One more trick is to avoid using the temporary allocations at all and simply write to theta directly by unfolding in a triple for-loop, accessing the memory in an efficient order. I’ve made this change for the last for-loop, and if I didn’t make a linear algebra mistake, that is again a bit faster; the other loop should allow you to get a similar speed-up (at least by eliminating temp2)
function uncompress_further_optimized(compressionIndexes, XC::AbstractVector{T}, DC, IDC) where {T<:Real}
nb = size(DC[1], 1)
nk = size(DC[2], 1)
ny = size(DC[3], 1)
θ1 = Array{eltype(XC)}(undef, nb, nk, ny)
# Populate the 3D array using compressionIndexes.

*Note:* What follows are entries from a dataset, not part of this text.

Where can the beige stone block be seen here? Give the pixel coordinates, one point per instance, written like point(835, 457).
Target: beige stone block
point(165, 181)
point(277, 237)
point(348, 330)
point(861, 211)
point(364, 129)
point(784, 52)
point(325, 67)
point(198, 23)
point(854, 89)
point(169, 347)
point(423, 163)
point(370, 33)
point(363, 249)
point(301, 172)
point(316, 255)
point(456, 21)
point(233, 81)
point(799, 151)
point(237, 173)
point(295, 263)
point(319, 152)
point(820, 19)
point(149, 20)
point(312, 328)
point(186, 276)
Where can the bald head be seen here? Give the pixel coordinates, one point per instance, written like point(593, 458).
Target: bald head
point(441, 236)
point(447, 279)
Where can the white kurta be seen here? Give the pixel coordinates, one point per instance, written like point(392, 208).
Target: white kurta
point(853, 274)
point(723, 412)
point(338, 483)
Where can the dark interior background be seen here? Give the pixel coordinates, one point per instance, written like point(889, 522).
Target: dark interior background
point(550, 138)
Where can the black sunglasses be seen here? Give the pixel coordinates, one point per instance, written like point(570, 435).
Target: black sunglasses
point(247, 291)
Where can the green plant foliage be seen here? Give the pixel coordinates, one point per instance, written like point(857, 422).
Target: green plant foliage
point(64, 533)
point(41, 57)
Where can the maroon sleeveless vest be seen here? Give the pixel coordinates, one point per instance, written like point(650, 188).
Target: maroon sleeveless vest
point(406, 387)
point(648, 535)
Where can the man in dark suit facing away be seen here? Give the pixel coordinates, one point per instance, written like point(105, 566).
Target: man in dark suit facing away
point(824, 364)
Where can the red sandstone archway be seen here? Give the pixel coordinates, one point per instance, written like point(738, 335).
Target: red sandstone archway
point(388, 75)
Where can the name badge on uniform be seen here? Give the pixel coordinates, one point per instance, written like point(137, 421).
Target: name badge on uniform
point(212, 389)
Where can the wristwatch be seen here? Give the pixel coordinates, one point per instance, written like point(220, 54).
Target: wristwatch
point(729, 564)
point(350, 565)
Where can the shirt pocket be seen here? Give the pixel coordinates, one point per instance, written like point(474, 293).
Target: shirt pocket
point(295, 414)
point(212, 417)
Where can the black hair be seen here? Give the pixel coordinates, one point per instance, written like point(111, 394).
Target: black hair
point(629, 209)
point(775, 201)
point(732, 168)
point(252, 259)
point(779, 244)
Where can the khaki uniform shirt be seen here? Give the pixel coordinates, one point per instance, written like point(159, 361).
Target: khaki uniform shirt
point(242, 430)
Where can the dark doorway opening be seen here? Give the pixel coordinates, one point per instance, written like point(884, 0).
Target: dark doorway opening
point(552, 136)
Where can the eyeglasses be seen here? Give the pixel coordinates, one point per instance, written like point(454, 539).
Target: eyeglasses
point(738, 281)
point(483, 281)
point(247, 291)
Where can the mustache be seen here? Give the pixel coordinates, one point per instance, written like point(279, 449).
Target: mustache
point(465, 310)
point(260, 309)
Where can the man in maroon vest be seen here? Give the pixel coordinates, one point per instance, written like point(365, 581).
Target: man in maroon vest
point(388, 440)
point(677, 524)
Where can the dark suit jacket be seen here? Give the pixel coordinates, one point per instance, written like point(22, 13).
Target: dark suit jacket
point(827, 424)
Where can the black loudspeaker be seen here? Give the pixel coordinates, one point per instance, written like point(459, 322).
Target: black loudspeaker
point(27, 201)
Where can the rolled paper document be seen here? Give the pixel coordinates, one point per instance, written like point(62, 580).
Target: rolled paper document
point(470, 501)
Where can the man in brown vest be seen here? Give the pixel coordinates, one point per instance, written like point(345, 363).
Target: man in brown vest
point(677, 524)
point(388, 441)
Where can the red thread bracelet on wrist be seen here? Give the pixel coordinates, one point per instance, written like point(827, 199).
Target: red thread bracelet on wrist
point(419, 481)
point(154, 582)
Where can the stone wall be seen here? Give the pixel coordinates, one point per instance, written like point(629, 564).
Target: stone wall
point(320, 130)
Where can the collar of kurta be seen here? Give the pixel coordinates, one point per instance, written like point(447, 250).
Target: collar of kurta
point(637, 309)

@inbounds for j in eachindex(XC)
θ1[compressionIndexes[j]] = XC[j]
end
@views temp1 = similar(θ1[:, :, 1])
@views temp2 = similar(θ1[:, :, 1])
@inbounds @views for yy in axes(θ1, 3)
# Multiply: temp1 = IDC[1] * θ1[:, :, yy]
mul!(temp1, IDC[1], θ1[:, :, yy])
# Multiply: temp2 = temp1 * DC[2]
mul!(temp2, temp1, DC[2])
# Write the result back.
θ1[:, :, yy] .= temp2
end
@inbounds @views for i in axes(θ1, 2), bb in axes(θ1, 1), k in axes(θ1, 3)
θ1[bb, i, k] = θ1[bb, i, :] ⋅ DC[3][:, k]
end
return reshape(θ1, nb * nk * ny)
end
gives
BenchmarkTools.Trial: 10000 samples with 1 evaluation per sample.
Range (min … max): 35.625 μs … 4.564 ms ┊ GC (min … max): 0.00% … 98.41%
Time (median): 44.625 μs ┊ GC (median): 0.00%
Time (mean ± σ): 49.842 μs ± 88.113 μs ┊ GC (mean ± σ): 9.19% ± 5.42%
▃▆██▄▁
▂▄▄▄▄▄▃▃▃▄▅███████▇▆▅▄▄▃▂▂▂▂▂▁▂▂▁▂▁▁▁▁▁▁▁▁▁▁▁▁▁▁▁▁▁▁▁▁▁▁▁▁▁ ▂
35.6 μs Histogram: frequency by time 71.3 μs <
Memory estimate: 153.30 KiB, allocs estimate: 33.